If there are more than three companies and if the caller does not provide a successful response to the system's request for the full name (e.g., there is a <reject> or a request for help), then list the full names of the companies. Before presenting the list, ask callers to repeat the name of the company of interest as soon as they hear it. Supporting caller barge-in as soon as they hear the name is effective because it makes the task a recognition problem rather than a recall problem callers respond as soon as they recognize the company rather than try to recall it after hearing the entire list thereby lowering cognitive load. Because of possible timing problems, it works better to have callers repeat the name rather than say, "That one"; by the time the caller says "That one," the system may be listing the next company.

We decide to use just-in-time instruction to teach callers about the watch list feature.

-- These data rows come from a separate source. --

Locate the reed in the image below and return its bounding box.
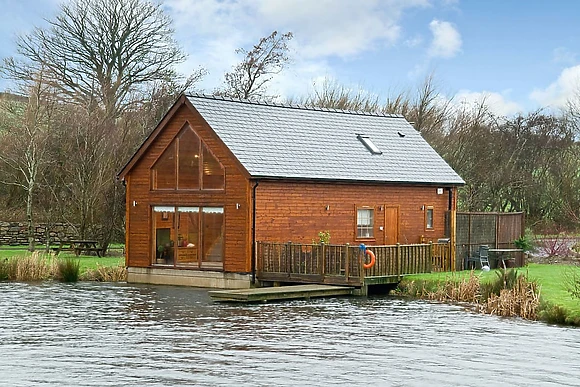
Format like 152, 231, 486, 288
56, 257, 81, 282
426, 271, 480, 303
481, 274, 540, 320
0, 252, 57, 281
81, 264, 127, 282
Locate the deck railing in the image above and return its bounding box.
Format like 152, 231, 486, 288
256, 242, 453, 285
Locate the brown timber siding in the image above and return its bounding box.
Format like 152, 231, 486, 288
256, 181, 454, 245
126, 105, 251, 273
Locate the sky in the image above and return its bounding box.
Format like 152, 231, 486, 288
0, 0, 580, 116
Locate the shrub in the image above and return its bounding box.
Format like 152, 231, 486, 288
514, 229, 535, 253
56, 257, 81, 282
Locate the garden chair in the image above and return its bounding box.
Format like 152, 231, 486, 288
479, 245, 491, 270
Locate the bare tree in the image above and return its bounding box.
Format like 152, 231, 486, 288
2, 0, 185, 119
0, 0, 204, 249
0, 72, 56, 251
216, 31, 293, 99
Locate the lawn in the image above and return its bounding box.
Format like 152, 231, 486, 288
0, 247, 125, 273
405, 263, 580, 317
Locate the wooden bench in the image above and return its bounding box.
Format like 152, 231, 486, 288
52, 240, 106, 257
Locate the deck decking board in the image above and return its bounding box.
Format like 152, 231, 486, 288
209, 285, 354, 303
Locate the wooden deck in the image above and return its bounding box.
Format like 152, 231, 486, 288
209, 285, 354, 303
256, 242, 454, 287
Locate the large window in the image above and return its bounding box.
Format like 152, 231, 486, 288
152, 206, 224, 269
356, 208, 375, 238
151, 125, 225, 190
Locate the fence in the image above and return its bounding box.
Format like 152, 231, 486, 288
455, 212, 524, 269
256, 242, 453, 286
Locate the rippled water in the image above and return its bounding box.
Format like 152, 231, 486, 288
0, 283, 580, 386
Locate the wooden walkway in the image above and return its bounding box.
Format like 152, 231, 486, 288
209, 285, 354, 303
256, 242, 454, 287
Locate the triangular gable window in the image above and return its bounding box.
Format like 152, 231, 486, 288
151, 126, 225, 190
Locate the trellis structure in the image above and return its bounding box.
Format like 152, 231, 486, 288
455, 212, 525, 269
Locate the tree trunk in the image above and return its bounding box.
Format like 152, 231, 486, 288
26, 186, 34, 252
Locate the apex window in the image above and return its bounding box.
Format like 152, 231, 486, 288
151, 125, 225, 190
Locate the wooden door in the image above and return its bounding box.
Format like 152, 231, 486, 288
384, 206, 399, 245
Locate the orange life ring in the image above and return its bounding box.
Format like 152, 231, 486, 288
363, 250, 377, 269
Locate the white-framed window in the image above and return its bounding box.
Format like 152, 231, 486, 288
356, 208, 375, 238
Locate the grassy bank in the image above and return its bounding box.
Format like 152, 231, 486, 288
0, 248, 126, 281
398, 264, 580, 326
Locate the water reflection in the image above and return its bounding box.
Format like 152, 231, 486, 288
0, 283, 580, 386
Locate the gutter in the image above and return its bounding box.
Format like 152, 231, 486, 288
251, 180, 260, 285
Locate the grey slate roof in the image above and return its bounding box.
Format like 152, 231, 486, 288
187, 95, 464, 185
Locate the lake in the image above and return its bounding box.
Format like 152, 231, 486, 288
0, 282, 580, 386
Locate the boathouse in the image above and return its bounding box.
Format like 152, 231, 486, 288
118, 95, 464, 288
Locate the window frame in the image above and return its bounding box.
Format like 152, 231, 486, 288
149, 122, 227, 192
149, 203, 226, 271
354, 205, 376, 241
424, 205, 435, 231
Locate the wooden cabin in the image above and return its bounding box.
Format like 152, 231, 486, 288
118, 95, 464, 288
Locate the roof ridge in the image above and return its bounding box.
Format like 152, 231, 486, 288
186, 93, 405, 119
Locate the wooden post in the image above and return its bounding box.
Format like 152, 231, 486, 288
318, 242, 326, 281
426, 241, 435, 273
286, 241, 294, 276
395, 242, 401, 279
344, 243, 350, 282
449, 209, 456, 271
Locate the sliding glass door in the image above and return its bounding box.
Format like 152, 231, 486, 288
152, 206, 224, 269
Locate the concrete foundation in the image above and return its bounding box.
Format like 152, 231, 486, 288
127, 267, 252, 289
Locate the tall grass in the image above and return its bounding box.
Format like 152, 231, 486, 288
57, 257, 81, 282
0, 252, 57, 281
399, 269, 540, 320
81, 264, 127, 282
0, 252, 127, 282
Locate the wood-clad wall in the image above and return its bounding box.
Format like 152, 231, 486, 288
126, 104, 251, 273
256, 181, 455, 244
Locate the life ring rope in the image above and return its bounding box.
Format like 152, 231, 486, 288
363, 249, 377, 269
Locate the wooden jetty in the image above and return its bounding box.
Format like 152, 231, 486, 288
209, 285, 355, 303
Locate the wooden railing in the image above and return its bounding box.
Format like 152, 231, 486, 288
256, 242, 453, 285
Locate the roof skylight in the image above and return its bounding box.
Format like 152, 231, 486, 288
356, 134, 383, 155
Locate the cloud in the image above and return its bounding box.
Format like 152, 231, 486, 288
453, 90, 523, 116
258, 0, 429, 58
429, 19, 462, 58
552, 47, 576, 64
163, 0, 430, 94
530, 65, 580, 107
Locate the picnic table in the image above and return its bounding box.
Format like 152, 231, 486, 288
53, 239, 105, 257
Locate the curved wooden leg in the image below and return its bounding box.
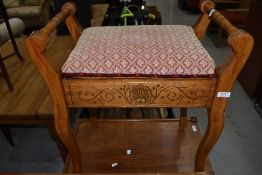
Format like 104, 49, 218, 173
216, 27, 223, 48
54, 108, 81, 173
195, 107, 225, 172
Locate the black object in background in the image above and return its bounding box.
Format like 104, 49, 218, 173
53, 0, 91, 35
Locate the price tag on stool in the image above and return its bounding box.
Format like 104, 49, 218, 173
217, 92, 231, 98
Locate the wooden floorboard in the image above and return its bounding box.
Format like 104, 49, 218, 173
65, 120, 211, 173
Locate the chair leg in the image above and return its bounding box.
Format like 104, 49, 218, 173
195, 107, 225, 172
0, 55, 14, 91
48, 122, 68, 162
216, 27, 223, 48
0, 126, 15, 146
0, 1, 24, 61
179, 108, 187, 128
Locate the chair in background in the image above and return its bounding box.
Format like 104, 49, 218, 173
0, 0, 25, 91
214, 0, 252, 47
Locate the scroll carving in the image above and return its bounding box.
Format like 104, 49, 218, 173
65, 80, 215, 107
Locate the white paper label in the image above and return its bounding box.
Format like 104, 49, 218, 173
112, 163, 118, 168
217, 92, 231, 98
192, 125, 197, 132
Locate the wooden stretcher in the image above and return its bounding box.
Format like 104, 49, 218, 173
26, 0, 253, 173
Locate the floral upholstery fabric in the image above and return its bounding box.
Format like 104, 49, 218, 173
62, 25, 215, 77
7, 6, 42, 17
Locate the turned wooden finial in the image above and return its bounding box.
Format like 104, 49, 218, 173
61, 2, 77, 15
199, 0, 215, 13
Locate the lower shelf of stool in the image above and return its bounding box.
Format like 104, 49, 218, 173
65, 120, 211, 173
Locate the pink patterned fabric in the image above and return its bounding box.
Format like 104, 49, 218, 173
62, 25, 215, 77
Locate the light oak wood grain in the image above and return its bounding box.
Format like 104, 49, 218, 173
27, 0, 253, 173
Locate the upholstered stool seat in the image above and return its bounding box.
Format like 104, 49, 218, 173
62, 25, 215, 77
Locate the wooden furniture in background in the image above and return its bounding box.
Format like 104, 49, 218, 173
214, 0, 252, 47
238, 2, 262, 103
0, 36, 73, 158
0, 0, 23, 91
26, 1, 253, 173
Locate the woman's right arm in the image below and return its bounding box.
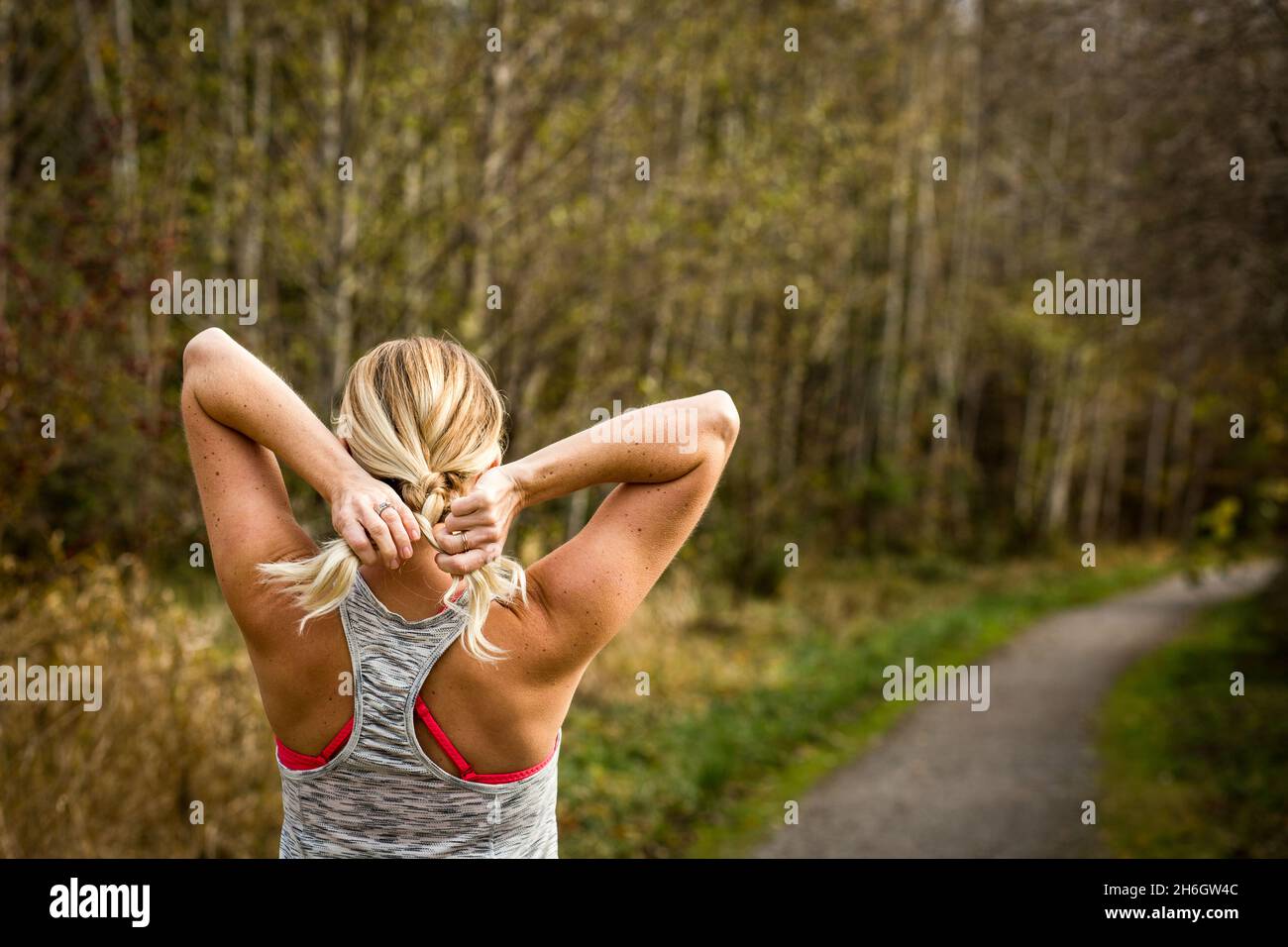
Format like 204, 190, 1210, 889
435, 390, 739, 673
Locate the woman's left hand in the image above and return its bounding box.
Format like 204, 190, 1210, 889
329, 464, 420, 570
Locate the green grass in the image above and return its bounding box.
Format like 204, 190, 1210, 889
1099, 575, 1288, 858
561, 556, 1168, 857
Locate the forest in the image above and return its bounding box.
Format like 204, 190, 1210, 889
0, 0, 1288, 852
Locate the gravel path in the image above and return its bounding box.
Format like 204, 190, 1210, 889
756, 563, 1274, 858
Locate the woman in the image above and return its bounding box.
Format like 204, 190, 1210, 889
183, 329, 738, 857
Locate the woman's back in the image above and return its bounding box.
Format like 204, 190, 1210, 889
278, 575, 559, 858
183, 330, 738, 857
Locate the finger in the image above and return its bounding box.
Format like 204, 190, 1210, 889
340, 520, 380, 566
451, 489, 486, 517
434, 523, 471, 556
380, 505, 411, 561
434, 549, 489, 576
362, 509, 398, 570
443, 509, 496, 532
394, 497, 420, 543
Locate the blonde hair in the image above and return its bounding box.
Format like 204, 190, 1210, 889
259, 338, 527, 661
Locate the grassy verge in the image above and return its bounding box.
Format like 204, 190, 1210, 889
1099, 575, 1288, 858
561, 550, 1168, 857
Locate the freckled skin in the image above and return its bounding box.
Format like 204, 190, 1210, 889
181, 330, 738, 773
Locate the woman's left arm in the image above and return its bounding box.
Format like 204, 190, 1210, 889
181, 329, 419, 629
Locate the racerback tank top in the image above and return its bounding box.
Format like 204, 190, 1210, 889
278, 575, 562, 858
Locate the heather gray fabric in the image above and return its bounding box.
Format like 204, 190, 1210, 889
277, 576, 562, 858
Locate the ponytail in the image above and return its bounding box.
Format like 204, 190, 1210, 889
259, 339, 527, 663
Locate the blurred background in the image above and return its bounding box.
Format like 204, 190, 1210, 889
0, 0, 1288, 857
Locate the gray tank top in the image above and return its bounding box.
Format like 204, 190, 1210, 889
278, 576, 562, 858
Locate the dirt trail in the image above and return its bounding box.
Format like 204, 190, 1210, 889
756, 563, 1274, 858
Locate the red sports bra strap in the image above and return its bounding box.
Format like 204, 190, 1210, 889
416, 694, 474, 780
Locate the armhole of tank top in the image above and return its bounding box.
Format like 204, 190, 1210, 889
403, 624, 563, 796
273, 585, 366, 783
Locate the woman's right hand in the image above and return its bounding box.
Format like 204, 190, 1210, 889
434, 466, 523, 576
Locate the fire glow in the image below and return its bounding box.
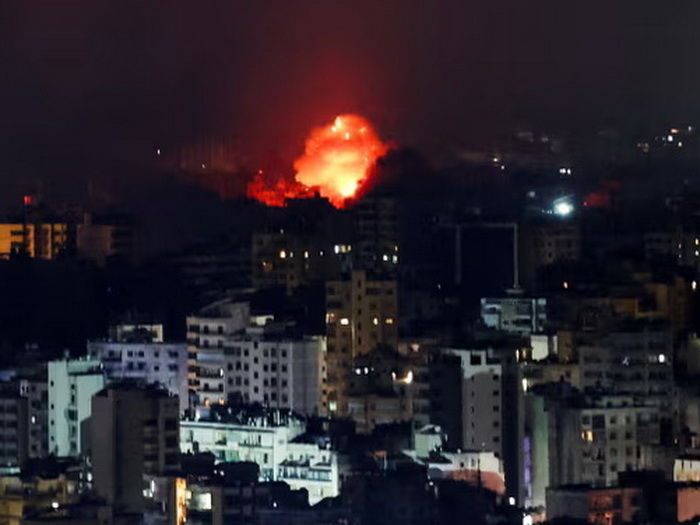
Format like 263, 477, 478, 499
248, 115, 389, 208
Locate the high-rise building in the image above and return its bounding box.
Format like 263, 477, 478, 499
187, 299, 250, 405
180, 407, 340, 504
0, 389, 29, 472
49, 359, 105, 456
325, 271, 398, 415
87, 341, 188, 411
75, 213, 138, 266
90, 383, 180, 512
17, 372, 49, 458
352, 197, 399, 275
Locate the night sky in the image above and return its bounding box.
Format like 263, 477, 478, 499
0, 0, 700, 205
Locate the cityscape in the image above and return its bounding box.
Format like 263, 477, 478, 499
0, 0, 700, 525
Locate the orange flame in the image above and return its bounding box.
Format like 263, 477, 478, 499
248, 115, 389, 208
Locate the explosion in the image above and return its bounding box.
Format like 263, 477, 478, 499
248, 115, 389, 208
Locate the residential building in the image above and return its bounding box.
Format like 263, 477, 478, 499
75, 213, 138, 266
0, 221, 69, 259
325, 271, 398, 415
222, 324, 326, 415
0, 388, 29, 472
48, 359, 105, 456
90, 383, 180, 513
442, 343, 523, 502
352, 196, 399, 275
518, 220, 581, 290
187, 299, 250, 405
481, 295, 547, 335
0, 475, 77, 525
180, 407, 340, 504
16, 372, 49, 458
547, 395, 662, 487
87, 341, 189, 412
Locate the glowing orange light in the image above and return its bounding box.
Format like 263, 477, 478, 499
248, 115, 389, 208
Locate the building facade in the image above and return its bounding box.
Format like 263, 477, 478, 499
48, 359, 105, 456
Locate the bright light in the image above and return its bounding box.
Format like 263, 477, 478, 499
554, 201, 574, 217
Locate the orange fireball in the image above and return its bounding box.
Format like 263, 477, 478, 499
248, 115, 389, 208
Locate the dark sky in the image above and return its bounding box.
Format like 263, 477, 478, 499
0, 0, 700, 207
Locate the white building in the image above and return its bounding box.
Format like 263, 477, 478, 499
223, 323, 326, 414
187, 299, 250, 405
180, 412, 340, 505
187, 302, 327, 414
49, 359, 105, 456
446, 349, 504, 457
481, 297, 547, 335
87, 341, 188, 411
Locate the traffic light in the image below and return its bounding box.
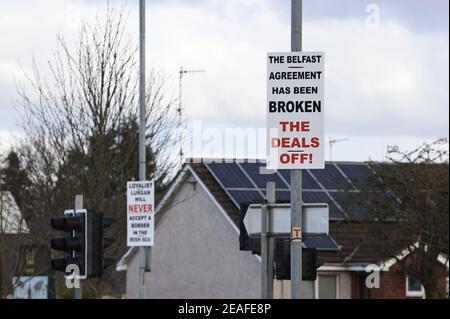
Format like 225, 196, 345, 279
274, 240, 320, 281
86, 212, 115, 277
50, 210, 86, 278
50, 209, 115, 279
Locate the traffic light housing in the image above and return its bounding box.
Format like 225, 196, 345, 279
50, 209, 115, 279
86, 212, 115, 277
50, 211, 86, 278
274, 240, 321, 281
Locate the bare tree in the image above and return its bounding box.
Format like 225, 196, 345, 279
348, 139, 449, 298
14, 6, 178, 295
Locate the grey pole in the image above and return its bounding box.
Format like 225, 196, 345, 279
291, 0, 302, 299
138, 0, 151, 299
266, 182, 275, 299
261, 204, 268, 299
73, 195, 83, 299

From our observational study and from usage statistics of the touchtone system, we know that callers often ask for numerous quotes, so we believe they will find the watch list feature useful. We also want to encourage the use of a watch list, because it personalizes the system to customers' needs and makes the system more sticky.

We want to be careful not to trigger the watch list instruction too often. We set the following criteria:

Do not trigger the watch list instruction on a user's first call to the system. The first-time caller already has a lot to learn.
On the user's second call to the system, if she has not yet set up a watch list and if she has asked for at least two quotes on this call, trigger the watch list instruction.
On the user's fourth call to the system, if he has not yet set up a watch list and if he has asked for at least two quotes on this call, trigger the watch list instruction.

14.1.3 The Trading Subdialog

If a caller specifies a trade while at the main menu, the system transitions to the Trading subdialog. There are two important dialog strategy issues to consider for the Trading subdialog: transitioning between a user-initiative and a system-initiative dialog; and performing careful confirmation before completing any transactions.

At the main menu, callers may provide different amounts of detail about a trade. For example, all the following would be valid requests: "Buy Intel," "Buy a hundred shares of Intel," "Sell all my shares of Intel," "Buy Intel at twenty-eight," "I wanna make a trade," "Sell," and "Buy Intel at the market, good for the day." If the request is incomplete that is, if any information is missing the system must then take over the initiative and query the caller for the missing information.

We decide to query for one item at a time, in a directed fashion, in order to complete the request. For example, if the caller says "Buy Intel," the system will first ask, "How many shares do you want to buy?" and then will ask, "At what price?" We decide to accept complex input even during directed querying for single items; for example, after asking, "How many shares do you want to buy?" our grammar will accept responses such as, "Buy fifty shares at twenty-two point three three." In this way, we are not forcing callers to change their mental model from one that allows them to use complex sentences with multiple information items, even though we have transitioned into a directed prompting style.

Before completing the trade, the system will carefully confirm the details with the caller. We will slow the pace a little and play a prompt such as, "You want to buy two hundred shares of Intel, at the market, good for the day. Is that correct?" We will move ahead with the transaction only if we are highly confident that the caller has confirmed it. Therefore, we use a strict yes/no grammar: one that accepts only "Yes" or "No" and does not accept input such as, "Yeah, that's right," "Okay," and so on. Furthermore, we raise the reject threshold a bit to reduce the chance of false accepts of "Yes." If we do need to go back and correct anything, we use skip lists to make sure we do not make the same mistake twice.

We complete the designs of the Quotes and Trading subdialogs, producing call flow diagrams describing every dialog state.